What is Contributed Capital
Contributed capital, also known as paid-in capital, is the cash and other assets that shareholders have given a company in exchange for stock. This is the price that shareholders paid for their stake in the company.
BREAKING DOWN Contributed Capital
Contributed capital is the total value of stock that shareholders have bought directly from the issuing company. It includes the money from initial public offerings (IPOs), direct listings, direct public offerings and secondary offerings – including issues of preferred stock. It also includes the receipt of fixed assets in exchange for stock and the reduction of a liability in exchange for stock.
Contributed Capital Calculation
Contributed capital is reported in the shareholder’s equity section of the balance sheet and usually split into two different accounts: common stock and additional paid-in capital account. In other words, contributed capital includes the par value – or nominal value – of the stock, found in the common stock account, and the amount of money over and above the par value that shareholders were willing to pay for their shares – the share premium – found in the additional paid-in capital account.

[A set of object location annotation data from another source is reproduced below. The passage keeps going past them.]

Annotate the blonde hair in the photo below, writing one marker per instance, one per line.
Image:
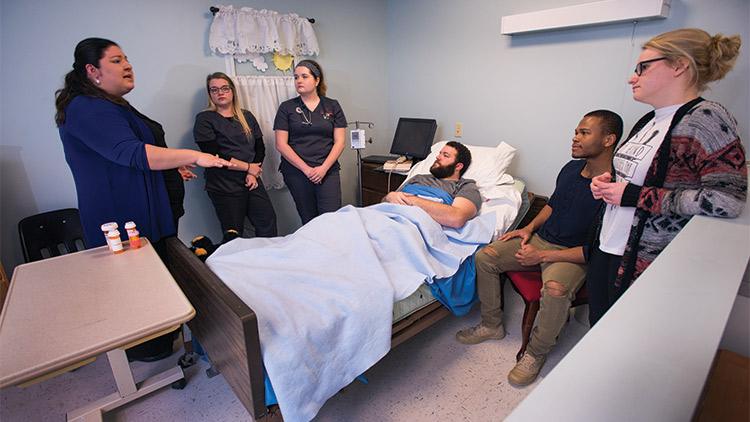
(236, 110)
(709, 57)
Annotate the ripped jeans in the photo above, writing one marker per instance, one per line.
(553, 310)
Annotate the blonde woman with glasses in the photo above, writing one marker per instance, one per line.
(682, 159)
(233, 134)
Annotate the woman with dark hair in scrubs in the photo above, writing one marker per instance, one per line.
(310, 136)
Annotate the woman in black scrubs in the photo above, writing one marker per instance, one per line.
(310, 135)
(234, 135)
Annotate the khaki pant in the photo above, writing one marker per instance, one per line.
(553, 310)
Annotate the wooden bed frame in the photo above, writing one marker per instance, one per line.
(228, 328)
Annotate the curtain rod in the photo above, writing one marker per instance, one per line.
(214, 10)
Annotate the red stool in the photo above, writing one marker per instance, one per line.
(529, 285)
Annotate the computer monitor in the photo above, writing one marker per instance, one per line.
(414, 137)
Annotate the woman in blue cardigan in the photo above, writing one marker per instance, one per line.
(117, 156)
(113, 151)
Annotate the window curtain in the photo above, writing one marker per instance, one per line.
(247, 33)
(262, 96)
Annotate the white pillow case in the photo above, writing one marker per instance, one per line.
(488, 165)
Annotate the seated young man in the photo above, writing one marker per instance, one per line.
(552, 243)
(446, 173)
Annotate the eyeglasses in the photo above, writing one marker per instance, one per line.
(639, 67)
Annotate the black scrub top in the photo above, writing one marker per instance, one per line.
(216, 134)
(312, 142)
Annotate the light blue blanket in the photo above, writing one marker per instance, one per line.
(324, 295)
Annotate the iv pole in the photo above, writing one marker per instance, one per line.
(370, 125)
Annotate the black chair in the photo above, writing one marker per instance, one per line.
(51, 234)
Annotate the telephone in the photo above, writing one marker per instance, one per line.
(399, 164)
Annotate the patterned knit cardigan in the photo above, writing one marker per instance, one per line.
(699, 169)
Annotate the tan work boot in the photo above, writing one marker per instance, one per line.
(526, 370)
(480, 333)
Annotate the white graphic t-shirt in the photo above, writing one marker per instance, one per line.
(631, 163)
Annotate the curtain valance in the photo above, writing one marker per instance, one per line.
(250, 32)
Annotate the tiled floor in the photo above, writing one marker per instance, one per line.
(429, 377)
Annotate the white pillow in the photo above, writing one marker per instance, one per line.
(487, 167)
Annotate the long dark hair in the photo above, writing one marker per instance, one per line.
(88, 51)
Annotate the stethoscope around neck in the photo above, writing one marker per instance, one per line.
(307, 119)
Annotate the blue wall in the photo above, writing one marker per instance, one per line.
(384, 59)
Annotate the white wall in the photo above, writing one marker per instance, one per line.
(167, 42)
(384, 59)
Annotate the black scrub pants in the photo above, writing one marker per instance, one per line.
(310, 199)
(253, 204)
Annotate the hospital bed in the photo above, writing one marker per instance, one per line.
(228, 328)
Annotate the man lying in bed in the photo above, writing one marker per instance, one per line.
(444, 195)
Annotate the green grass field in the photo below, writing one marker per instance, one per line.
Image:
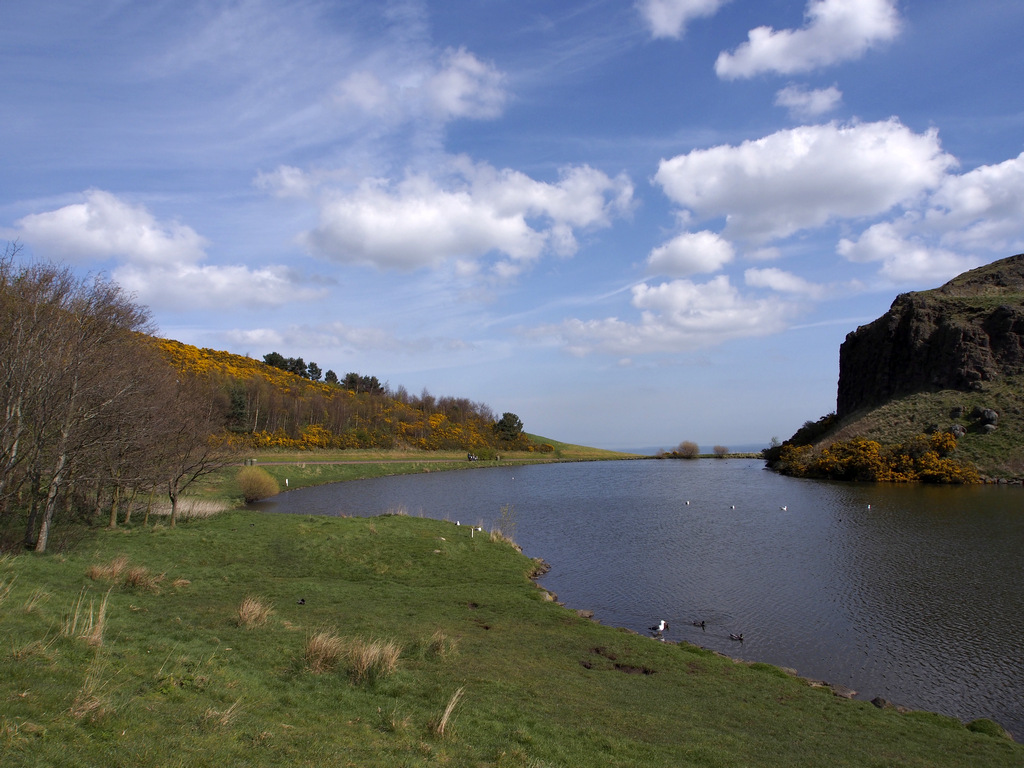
(286, 640)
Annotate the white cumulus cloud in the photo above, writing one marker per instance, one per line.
(782, 282)
(691, 253)
(103, 226)
(904, 256)
(982, 209)
(457, 85)
(805, 177)
(836, 31)
(466, 214)
(160, 262)
(669, 17)
(677, 316)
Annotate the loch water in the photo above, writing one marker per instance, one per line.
(912, 593)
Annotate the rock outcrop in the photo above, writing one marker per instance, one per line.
(958, 336)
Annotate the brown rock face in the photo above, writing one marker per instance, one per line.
(955, 337)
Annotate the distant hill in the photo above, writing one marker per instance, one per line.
(948, 359)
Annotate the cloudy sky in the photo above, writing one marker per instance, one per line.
(630, 222)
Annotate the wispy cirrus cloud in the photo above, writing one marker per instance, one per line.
(669, 17)
(162, 262)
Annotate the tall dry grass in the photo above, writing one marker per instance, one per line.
(91, 701)
(369, 660)
(324, 651)
(85, 624)
(108, 571)
(440, 726)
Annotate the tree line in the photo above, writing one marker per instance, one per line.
(90, 412)
(96, 411)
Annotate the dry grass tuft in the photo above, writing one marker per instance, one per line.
(90, 701)
(6, 587)
(138, 577)
(371, 659)
(324, 650)
(86, 625)
(110, 571)
(440, 726)
(37, 597)
(224, 718)
(254, 612)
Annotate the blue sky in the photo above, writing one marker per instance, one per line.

Example of Contributed Capital
For example, a company issues 5,000 $1 par value shares to investors. The investors pay $10 a share, so the company raises $50,000 in equity capital. As a result, the company records $5,000 to the common stock account and $45,000 to the paid-in capital in excess of par. Both of these accounts added together equal the total amount stockholders were willing to pay for their shares. In other words, the contributed capital equals $50,000.